Pros Of A Fixed Interest Rate
- A fixed-rate loan enables you to know your monthly loan repayment amount.
- A fixed interest rate makes it easy to draw a comparison among various financial products.
- Since the interest rate is predetermined, there is zero risk of payment shock down the road from increased interest rates.
Cons Of A Fixed Interest Rate
- Loans with a fixed interest rate might be more expensive than loan options offering a variable interest rate.
- If the interest rates fall, you will need to refinance or live with your higher rate.
- If you're looking for short-term lending options, they may not compare well against adjustable-rate loans.
How to Calculate Fixed Interest Rate?
To calculate the interest payable on a particular loan with a fixed interest rate, you need to know the loan amount, the loan repayment period, and the interest rate.
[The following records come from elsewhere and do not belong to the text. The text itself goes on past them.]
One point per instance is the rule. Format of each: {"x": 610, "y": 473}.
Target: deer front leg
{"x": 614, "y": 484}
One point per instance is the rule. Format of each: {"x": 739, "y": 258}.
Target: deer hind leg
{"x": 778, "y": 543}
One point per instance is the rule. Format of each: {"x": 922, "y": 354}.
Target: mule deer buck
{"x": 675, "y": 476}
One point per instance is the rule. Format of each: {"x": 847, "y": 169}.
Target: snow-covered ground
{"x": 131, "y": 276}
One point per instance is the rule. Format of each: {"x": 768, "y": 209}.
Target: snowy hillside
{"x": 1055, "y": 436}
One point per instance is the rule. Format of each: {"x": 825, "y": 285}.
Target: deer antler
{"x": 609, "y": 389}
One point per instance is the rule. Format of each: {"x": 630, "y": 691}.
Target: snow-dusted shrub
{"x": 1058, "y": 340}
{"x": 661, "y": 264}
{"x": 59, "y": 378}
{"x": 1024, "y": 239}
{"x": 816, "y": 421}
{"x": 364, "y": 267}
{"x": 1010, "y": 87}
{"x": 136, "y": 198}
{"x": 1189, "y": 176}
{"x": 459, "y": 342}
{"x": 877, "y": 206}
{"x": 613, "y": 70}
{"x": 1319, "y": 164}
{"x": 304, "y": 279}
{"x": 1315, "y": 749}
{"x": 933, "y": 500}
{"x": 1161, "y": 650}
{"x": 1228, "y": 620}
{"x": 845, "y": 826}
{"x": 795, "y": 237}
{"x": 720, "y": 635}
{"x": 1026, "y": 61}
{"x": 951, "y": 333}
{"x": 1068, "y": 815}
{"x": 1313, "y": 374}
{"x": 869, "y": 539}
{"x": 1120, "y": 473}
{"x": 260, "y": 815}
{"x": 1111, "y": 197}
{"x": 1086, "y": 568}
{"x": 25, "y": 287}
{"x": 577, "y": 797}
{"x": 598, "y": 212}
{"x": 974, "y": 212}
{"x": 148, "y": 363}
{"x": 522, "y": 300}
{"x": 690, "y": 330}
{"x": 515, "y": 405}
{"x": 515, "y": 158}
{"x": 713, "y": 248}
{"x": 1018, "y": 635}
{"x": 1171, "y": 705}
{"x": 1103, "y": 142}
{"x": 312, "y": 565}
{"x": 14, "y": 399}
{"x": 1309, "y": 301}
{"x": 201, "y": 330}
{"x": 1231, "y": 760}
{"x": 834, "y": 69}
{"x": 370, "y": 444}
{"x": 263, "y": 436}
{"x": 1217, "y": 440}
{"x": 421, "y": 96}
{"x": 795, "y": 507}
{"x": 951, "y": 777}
Here's an example to understand how the fixed interest rate works.
Example Of Fixed Interest Rate
If you take out a typical loan of $35,000 for debt consolidation, the loan term is four years, and the interest rate on the loan amount is at 6%. Your monthly payable amount would be $821.98, and the total interest you would have to pay over the four years would be $4,454.85. Your monthly payment amount will remain $821.98, provided you do not increase your monthly payment amount to repay your loan quickly.
Fixed Vs. Variable Interest Rates
Financial products offering a fixed interest rate are popular among people with lower-risk appetites. A fixed interest rate will allow consistent monthly payments without any unexpected changes.
On the other hand, a variable interest rate, as the name suggests, is a type of interest rate that changes over time in response to market interest rates or prime interest rates. In the context of interest rates, a variable means that the interest rate either increases or decreases.
Financial products offering variable interest rates are ideal for people willing to take risks. The borrower may be rewarded with lower payments or have a higher payment on their loan. However, the fluctuating interest rate makes it difficult for individuals to plan their finances.
You should know that a borrower's interest rate concerning either type of loan depends heavily on your credit scores, loan product, and the lender.
Conclusion
The interest rate offered on any financial product heavily impacts your financial decisions. Both fixed and variable interest rates have their share of advantages and disadvantages. Choosing a fixed or variable interest rate depends on your financial situation and risk appetite. Fixed interest rate financial products are mostly preferred because borrowers can accurately predict future costs and monthly payments.